Kemarau Panjang, 4.500 Liter Air Bersih Disalurkan ke Pondok Takhasus Beruntung Baru

BERUNTUNG BARU – Kemarau panjang yang melanda wilayah Kecamatan Beruntung Baru, Kabupaten Banjar, mulai memberikan dampak terhadap ketersediaan air bagi masyarakat. Sejumlah sumber air mengalami penurunan, bahkan sumur mulai mengering dan air sungai di sejumlah wilayah dilaporkan terasa asin. Kondisi ini membuat kebutuhan terhadap pasokan air bersih semakin meningkat.

Merespons kondisi tersebut, BPBD Kabupaten Banjar menyalurkan 4.500 liter air bersih ke Pondok Takhasus, Desa Kampung Baru, Kecamatan Beruntung Baru, Minggu (20/9/2026). Pendistribusian dilakukan mulai pukul 11.31 WITA hingga selesai menggunakan satu unit tangki BPBD Kabupaten Banjar dengan melibatkan dua personel.

Air bersih tersebut disalurkan ke empat tandon berkapasitas masing-masing 1.200 liter yang berada di lingkungan Pondok Takhasus. Setelah proses pengisian selesai, seluruh tandon berada dalam kondisi penuh dan siap dimanfaatkan untuk memenuhi kebutuhan air di lingkungan pondok.

Kemarau yang berlangsung cukup panjang memberikan tekanan terhadap ketersediaan air, terutama bagi masyarakat yang selama ini mengandalkan sumur dan sumber air permukaan untuk kebutuhan sehari-hari. Ketika debit sumber air menurun dan sumur mulai mengering, kebutuhan air bersih harus dipenuhi melalui sumber alternatif, termasuk distribusi menggunakan mobil tangki.

Kondisi air sungai yang terasa asin juga menjadi perhatian karena membatasi pemanfaatannya untuk kebutuhan tertentu. Situasi tersebut semakin menegaskan pentingnya pengelolaan persediaan air secara hemat, sekaligus dukungan distribusi air bersih bagi lingkungan yang membutuhkan.

Bagi Pondok Takhasus, ketersediaan air memiliki peran penting dalam menunjang aktivitas sehari-hari. Air dibutuhkan untuk sanitasi, kebersihan lingkungan, pemeliharaan fasilitas, serta berbagai kebutuhan penting lainnya.

Dengan terisinya empat tandon, pasokan air di lingkungan pondok diharapkan dapat menjadi cadangan yang dapat dikelola secara bertahap sesuai kebutuhan selama kondisi kemarau masih berlangsung.

Pendistribusian air bersih ini merupakan bagian dari respons pemerintah dalam membantu masyarakat menghadapi dampak kemarau. Kehadiran BPBD Kabupaten Banjar melalui distribusi air bersih menjadi salah satu bentuk dukungan terhadap pemenuhan kebutuhan dasar masyarakat di wilayah yang mengalami keterbatasan sumber air.

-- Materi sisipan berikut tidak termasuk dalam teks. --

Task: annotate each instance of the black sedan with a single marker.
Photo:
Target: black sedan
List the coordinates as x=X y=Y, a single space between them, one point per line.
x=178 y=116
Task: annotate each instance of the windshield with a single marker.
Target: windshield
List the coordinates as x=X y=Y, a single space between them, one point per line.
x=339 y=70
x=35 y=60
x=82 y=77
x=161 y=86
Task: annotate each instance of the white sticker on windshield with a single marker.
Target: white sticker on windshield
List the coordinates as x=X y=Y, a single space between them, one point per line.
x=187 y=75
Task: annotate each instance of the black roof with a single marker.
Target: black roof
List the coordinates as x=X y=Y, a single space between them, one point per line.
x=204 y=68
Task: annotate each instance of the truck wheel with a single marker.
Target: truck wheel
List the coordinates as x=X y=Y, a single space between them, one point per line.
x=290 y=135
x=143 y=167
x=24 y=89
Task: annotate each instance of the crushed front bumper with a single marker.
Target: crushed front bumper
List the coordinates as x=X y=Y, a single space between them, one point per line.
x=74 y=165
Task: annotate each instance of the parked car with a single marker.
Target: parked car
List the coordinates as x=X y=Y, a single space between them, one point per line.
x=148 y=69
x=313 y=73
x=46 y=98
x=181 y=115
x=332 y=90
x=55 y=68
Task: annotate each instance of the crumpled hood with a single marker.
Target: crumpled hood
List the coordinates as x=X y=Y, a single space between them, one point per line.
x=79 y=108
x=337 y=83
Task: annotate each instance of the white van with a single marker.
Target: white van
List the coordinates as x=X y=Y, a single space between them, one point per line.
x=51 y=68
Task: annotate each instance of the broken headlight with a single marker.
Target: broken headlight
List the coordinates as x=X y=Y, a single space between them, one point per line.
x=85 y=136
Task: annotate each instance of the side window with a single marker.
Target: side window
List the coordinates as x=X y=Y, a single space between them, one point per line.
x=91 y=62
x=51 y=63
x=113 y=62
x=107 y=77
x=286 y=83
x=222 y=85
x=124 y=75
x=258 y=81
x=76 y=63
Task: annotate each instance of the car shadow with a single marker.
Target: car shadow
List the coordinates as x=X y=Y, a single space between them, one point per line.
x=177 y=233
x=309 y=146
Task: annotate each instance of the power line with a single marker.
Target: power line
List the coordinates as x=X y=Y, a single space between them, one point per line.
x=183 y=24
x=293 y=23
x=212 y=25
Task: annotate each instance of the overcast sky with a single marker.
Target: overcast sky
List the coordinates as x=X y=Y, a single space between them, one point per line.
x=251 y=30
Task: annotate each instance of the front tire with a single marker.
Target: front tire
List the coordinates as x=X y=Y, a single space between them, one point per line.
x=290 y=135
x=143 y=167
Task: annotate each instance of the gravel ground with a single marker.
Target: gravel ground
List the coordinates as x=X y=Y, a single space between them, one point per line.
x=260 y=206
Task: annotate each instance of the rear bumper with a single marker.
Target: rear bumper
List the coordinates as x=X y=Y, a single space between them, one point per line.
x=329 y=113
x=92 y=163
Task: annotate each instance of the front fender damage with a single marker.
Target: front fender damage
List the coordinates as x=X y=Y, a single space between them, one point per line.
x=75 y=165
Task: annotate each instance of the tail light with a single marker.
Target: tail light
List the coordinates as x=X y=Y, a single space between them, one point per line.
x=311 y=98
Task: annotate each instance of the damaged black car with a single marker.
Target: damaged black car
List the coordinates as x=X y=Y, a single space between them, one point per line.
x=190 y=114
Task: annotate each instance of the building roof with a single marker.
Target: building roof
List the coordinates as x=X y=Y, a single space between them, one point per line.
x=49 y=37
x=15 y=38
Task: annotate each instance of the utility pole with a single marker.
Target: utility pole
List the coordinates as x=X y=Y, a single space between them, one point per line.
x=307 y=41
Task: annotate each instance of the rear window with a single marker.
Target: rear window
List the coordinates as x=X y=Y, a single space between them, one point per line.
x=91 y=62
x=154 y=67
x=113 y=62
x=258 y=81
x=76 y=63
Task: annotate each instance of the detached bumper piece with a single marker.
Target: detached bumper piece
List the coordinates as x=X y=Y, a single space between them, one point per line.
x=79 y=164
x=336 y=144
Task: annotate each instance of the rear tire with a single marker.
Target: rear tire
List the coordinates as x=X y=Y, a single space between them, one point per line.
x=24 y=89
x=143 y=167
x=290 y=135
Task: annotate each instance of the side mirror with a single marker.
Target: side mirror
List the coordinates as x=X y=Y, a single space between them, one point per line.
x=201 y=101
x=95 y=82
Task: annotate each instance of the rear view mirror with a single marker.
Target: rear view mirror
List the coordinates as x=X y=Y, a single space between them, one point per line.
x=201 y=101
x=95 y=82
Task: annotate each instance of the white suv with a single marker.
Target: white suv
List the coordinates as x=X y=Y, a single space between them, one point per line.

Pemerintah Kecamatan Beruntung Baru mengapresiasi langkah tersebut dan terus mendorong sinergi antara pemerintah daerah, pemerintah kecamatan, desa, relawan, serta masyarakat dalam menghadapi kondisi kemarau.

Koordinasi dan pemantauan kondisi di lapangan menjadi penting untuk memastikan kebutuhan masyarakat dapat diidentifikasi dan ditindaklanjuti sesuai skala prioritas.

Dengan kondisi sumber air yang terbatas, masyarakat dan pengelola fasilitas umum diimbau menggunakan air secara hemat dan bijak. Persediaan yang tersedia agar diprioritaskan untuk kebutuhan pokok, terutama sanitasi, kebersihan, dan keperluan penting lainnya.

Pemerintah Kecamatan Beruntung Baru juga mengajak masyarakat untuk bersama-sama menjaga penggunaan air selama periode kemarau. Penghematan air bukan hanya membantu menjaga persediaan yang ada, tetapi juga menjadi bentuk kepedulian bersama dalam menghadapi kondisi kekeringan.

Distribusi 4.500 liter air bersih ke Pondok Takhasus menjadi bagian dari upaya bersama memastikan kebutuhan dasar tetap terpenuhi di tengah tantangan kemarau panjang. Pemerintah bersama unsur terkait akan terus melakukan koordinasi sesuai kondisi dan kebutuhan masyarakat di lapangan.